Cultura, furbizia e risate a Spaccanapoli

La Stagione del Teatro Sannazaro di Napoli ha aperto con “Spaccanapoli Times”, lavoro scritto e diretto da Ruggero Cappuccio, interprete con Giovanni Esposito, Gea Martire, Marina Sorrenti, Ciro Damiano, Giulio Cancelli. La vetusta abitazione della famiglia Acquaviva si trova a Spaccanapoli, nel centro città, e le sapienti scene immaginate da Nicola Rubertelli mostrano, con pochi surreali elementi, lo stato di abbandono nel quale versa la casa, una modernità “vuoto a perdere”, come le bottiglie di plastica che compongono le pareti. Giuseppe, lo stesso Cappuccio, il primogenito, stravagante filosofo, è uno scrittore che pubblica le sue opere in anonimato, vivendo sui binari della stazione di Napoli – personale forma di resistenza contro la stupidità del male e l’ignoranza. Convoca i tre fratelli per prepararli ad un evento che ne sconvolgerà le vite. Romualdo (Giovanni Esposito) è l’artista di famiglia; dipinge ma ha perso tante occasioni per realizzarsi e diventare celebre. Gennara (Marina Sorrenti) è perseguitata dagli incubi e vede il defunto marito. Gabriella (Gea Martire), infine, vive diversi amori nonostante la sua maturità, con incoscienza giovanile.
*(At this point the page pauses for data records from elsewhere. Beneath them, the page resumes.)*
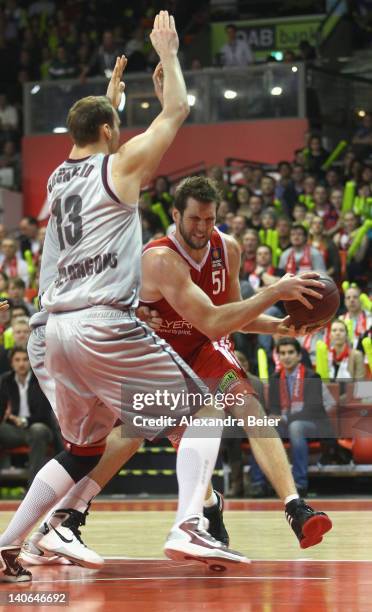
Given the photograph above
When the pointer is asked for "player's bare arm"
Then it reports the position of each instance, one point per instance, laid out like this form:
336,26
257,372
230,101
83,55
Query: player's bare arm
166,275
137,160
264,324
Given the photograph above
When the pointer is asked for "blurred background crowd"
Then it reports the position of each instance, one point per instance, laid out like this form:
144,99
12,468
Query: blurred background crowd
313,211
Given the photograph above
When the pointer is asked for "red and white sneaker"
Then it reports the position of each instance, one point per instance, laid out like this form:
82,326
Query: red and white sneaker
31,554
308,524
10,568
189,540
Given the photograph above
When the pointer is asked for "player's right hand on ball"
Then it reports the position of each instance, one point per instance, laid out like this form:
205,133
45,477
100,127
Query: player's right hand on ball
4,304
164,37
297,287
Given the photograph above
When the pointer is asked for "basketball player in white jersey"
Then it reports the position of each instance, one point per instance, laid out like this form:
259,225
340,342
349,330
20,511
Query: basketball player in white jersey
119,450
99,354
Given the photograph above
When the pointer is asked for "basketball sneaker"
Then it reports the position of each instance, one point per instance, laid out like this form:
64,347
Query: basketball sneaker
214,514
308,524
11,570
189,540
31,554
64,539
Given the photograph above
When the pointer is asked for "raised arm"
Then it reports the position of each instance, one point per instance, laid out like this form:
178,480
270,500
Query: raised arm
164,269
138,159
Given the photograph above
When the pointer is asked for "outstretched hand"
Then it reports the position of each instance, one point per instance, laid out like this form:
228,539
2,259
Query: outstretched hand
116,86
158,80
164,37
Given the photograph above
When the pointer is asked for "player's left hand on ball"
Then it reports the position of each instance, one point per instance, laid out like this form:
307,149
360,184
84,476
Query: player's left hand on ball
151,317
285,328
4,304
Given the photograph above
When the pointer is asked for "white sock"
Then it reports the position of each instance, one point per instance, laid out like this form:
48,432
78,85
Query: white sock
196,459
49,485
211,501
77,498
291,498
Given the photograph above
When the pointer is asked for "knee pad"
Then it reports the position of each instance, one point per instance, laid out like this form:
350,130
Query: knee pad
78,461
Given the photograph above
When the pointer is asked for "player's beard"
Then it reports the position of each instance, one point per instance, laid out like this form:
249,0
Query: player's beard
189,241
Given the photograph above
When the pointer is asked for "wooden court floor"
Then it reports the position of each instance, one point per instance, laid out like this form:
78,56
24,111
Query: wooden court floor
334,576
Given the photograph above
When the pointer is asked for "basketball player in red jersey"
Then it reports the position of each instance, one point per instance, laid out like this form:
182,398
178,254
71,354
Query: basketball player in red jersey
190,278
184,277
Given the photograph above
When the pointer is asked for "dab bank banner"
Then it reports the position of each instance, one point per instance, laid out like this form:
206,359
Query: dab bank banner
267,35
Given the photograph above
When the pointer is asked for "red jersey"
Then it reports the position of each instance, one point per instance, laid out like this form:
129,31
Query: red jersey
211,275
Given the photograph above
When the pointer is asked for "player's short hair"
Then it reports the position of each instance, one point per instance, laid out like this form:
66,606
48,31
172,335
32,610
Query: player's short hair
200,188
265,246
289,341
17,349
86,116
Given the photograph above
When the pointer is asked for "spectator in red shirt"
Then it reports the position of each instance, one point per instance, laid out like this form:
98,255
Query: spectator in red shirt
283,227
238,227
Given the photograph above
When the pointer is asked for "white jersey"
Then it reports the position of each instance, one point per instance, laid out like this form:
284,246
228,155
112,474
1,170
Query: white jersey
98,239
48,272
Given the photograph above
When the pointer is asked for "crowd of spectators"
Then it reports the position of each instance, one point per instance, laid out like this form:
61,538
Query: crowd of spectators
297,216
301,215
75,39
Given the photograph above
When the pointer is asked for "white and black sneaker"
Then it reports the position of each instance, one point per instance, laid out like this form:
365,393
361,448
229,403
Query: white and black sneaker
64,539
190,540
11,570
31,554
214,514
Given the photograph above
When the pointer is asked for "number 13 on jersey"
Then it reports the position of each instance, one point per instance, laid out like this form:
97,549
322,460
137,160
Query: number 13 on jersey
219,280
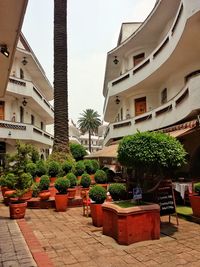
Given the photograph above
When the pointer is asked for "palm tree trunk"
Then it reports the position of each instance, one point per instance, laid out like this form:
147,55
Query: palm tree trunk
61,131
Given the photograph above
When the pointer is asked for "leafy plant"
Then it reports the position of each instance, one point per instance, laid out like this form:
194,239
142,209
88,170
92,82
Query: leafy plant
98,194
72,178
53,168
117,191
62,184
85,180
100,177
44,182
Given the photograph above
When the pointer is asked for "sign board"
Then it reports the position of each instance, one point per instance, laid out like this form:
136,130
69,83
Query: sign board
137,193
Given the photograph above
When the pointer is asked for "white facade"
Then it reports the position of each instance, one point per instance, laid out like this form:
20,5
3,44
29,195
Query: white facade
25,110
155,82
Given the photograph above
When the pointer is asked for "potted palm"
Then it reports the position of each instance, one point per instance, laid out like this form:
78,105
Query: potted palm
61,198
98,196
73,182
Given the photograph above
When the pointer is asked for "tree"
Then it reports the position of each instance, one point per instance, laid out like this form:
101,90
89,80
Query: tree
61,131
89,122
151,155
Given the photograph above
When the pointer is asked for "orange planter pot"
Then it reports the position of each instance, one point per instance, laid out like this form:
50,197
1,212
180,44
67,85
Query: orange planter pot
61,201
96,214
130,225
195,204
71,193
17,210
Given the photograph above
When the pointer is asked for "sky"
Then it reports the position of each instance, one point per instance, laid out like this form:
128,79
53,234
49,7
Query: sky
93,30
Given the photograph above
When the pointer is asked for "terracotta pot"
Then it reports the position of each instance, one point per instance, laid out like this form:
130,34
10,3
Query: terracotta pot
17,210
96,214
71,193
195,204
61,201
44,195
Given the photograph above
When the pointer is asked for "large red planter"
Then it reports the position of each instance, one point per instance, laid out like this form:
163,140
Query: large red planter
96,214
130,225
195,204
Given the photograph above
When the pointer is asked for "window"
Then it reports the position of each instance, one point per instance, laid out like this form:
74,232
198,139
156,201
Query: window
164,96
21,74
138,58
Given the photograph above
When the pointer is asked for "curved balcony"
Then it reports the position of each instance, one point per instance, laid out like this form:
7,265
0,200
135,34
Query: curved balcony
23,88
184,105
24,132
160,63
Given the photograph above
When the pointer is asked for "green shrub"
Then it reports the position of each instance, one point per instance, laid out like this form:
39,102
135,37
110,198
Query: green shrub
44,182
62,184
53,168
85,180
41,168
117,191
31,168
72,178
100,177
98,194
79,168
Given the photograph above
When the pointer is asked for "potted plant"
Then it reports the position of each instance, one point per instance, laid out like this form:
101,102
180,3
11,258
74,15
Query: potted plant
100,177
41,169
195,200
117,191
53,168
98,195
73,182
44,187
61,198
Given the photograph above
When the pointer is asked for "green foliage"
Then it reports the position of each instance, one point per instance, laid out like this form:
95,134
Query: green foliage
62,184
98,194
100,177
88,166
117,191
31,168
41,168
78,151
72,178
151,150
44,182
53,168
85,180
67,166
79,168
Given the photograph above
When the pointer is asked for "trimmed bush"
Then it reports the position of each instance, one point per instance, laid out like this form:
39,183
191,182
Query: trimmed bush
72,179
85,180
98,194
62,184
44,182
117,191
100,177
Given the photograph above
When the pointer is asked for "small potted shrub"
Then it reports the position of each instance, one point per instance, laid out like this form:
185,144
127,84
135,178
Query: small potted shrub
101,178
53,170
117,191
44,187
73,182
61,198
98,195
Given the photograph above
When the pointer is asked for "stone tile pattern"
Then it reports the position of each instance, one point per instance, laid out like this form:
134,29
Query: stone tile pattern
70,239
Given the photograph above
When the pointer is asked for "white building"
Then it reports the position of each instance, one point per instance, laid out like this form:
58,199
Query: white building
152,77
25,110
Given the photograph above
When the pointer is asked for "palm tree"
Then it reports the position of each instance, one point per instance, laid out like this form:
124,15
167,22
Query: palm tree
61,131
89,122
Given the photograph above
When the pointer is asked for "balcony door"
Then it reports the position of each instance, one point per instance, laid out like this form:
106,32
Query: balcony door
140,106
2,107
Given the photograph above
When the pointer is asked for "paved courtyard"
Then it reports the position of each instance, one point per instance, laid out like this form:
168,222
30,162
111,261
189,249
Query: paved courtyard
69,239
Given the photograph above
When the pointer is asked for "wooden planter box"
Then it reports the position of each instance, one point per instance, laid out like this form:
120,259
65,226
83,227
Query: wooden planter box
130,225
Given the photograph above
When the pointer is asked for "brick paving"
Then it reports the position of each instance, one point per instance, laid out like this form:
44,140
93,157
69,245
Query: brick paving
69,239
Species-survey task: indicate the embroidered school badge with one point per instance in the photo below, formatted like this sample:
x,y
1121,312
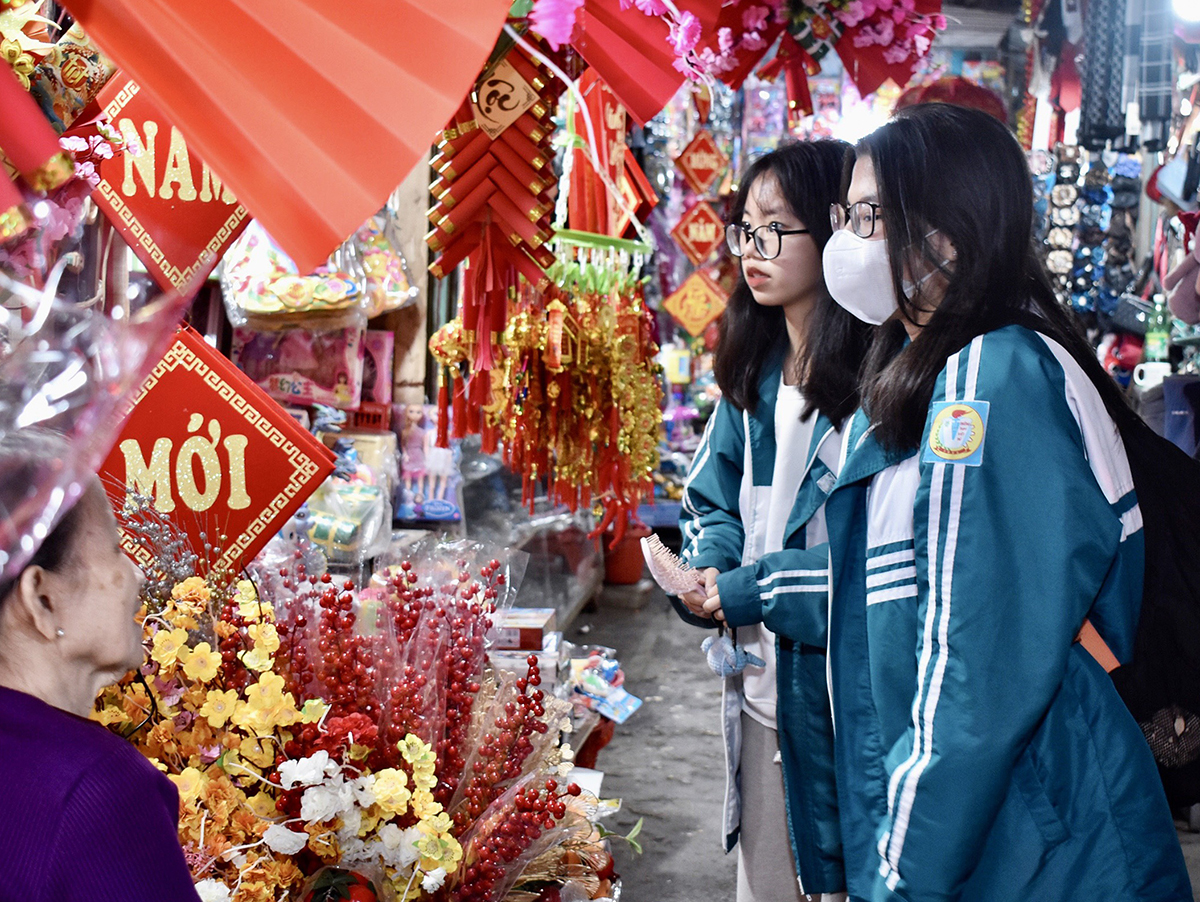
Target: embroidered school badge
x,y
958,432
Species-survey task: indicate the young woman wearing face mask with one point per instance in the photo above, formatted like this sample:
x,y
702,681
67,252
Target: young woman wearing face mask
x,y
984,509
787,364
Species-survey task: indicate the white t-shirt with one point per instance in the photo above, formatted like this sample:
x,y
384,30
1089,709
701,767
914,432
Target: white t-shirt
x,y
792,439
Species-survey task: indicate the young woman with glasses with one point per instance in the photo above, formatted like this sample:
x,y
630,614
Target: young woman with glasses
x,y
787,365
984,515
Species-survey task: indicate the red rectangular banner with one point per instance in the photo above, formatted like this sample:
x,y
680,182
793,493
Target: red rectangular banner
x,y
215,452
175,212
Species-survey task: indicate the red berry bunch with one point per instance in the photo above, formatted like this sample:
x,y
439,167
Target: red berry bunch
x,y
514,831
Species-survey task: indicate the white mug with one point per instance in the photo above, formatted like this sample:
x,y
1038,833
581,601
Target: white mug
x,y
1151,373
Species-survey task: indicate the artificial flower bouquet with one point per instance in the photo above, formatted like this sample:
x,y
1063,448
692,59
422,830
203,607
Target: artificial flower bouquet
x,y
310,726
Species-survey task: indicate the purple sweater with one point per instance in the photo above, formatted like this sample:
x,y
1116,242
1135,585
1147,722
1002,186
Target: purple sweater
x,y
83,816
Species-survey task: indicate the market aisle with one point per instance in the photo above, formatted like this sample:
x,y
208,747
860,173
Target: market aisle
x,y
666,761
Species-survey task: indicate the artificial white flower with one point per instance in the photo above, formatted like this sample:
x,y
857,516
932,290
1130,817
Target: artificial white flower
x,y
325,801
286,842
213,891
433,879
364,791
405,852
352,821
306,771
355,851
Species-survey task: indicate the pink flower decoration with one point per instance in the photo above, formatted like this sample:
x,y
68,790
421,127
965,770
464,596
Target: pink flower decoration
x,y
852,14
753,41
555,20
652,7
685,34
755,18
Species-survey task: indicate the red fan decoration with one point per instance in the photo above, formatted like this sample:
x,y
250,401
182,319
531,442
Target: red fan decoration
x,y
312,113
959,91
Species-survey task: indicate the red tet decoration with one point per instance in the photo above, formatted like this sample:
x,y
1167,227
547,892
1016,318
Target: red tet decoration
x,y
697,302
215,452
699,232
169,206
702,162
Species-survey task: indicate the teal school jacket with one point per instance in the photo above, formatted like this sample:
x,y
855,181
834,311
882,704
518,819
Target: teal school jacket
x,y
723,522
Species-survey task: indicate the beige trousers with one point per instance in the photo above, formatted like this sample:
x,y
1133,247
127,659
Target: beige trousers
x,y
766,867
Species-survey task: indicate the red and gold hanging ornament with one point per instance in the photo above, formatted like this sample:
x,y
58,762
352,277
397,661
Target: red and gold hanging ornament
x,y
581,400
702,162
696,304
699,232
495,166
575,400
30,146
797,65
605,204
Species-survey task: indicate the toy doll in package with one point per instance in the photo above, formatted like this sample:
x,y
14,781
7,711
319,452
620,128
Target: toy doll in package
x,y
429,475
303,366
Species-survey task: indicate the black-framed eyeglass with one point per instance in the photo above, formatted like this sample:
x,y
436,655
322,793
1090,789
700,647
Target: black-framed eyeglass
x,y
861,215
768,240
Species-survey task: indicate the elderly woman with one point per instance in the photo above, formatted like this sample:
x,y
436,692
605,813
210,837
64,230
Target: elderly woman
x,y
84,815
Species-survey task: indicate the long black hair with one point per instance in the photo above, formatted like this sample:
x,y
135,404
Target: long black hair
x,y
827,371
961,174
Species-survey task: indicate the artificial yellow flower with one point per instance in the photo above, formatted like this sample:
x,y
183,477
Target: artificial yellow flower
x,y
167,645
313,710
264,637
391,792
424,779
22,62
257,660
219,707
190,783
423,804
203,663
267,705
415,751
263,805
109,715
257,752
192,589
Come sempre, il testo di Cappuccio è intessuto di una lingua colta, ricca di rimandi e citazioni che triturano filosofia, psicoanalisi, letteratura, diversi generi teatrali che affondano le radici nella più completa tradizione popolare, passando per Eduardo, La Capria, Muti, Rosi, Patroni Griffi e arrivando a Beckett, lingua che diviene una partitura musicale ricca di armonie e dissonanze, con imprevedibili risvolti poetici e comici.

Spaccanapoli Times indaga sul mondo dell’esilio – afferma Cappuccio – due sono i tipi, quello di chi è trasferito altrove e quello di chi è condannato a rimanere in un luogo nel quale non si può vivere bene. Assistiamo a una deportazione di massa attivata da menti intelligenti attraverso i mezzi tecnologici. Difficile non soggiacere”.

I fratelli si raccontano, in attesa della visita dello psichiatra dell’Asl che dovrà confermare la loro invalidità con conseguente pensione. Momenti surreali e parentesi esilaranti cancellano, per pochi istanti, il disagio, le ferite inferte da un’epoca crudele, vuota, troppo superficiale per i fratelli. Forse, i veri pazzi sono quelli “fuori”, incapaci di leggere una diversità come forma di resistenza all’inaccettabile conformismo delle menti ed alla triste banalità del quotidiano. Tra le sue citazioni, Giuseppe nominerà un certo Don Gerardo che tanto si è speso per il sapere, per un futuro migliore… Attori di talento, in grande armonia; belli i costumi di Carlo Poggioli, le musiche di Marco Betta, il progetto luci dell’aiuto regia Nadia Baldi.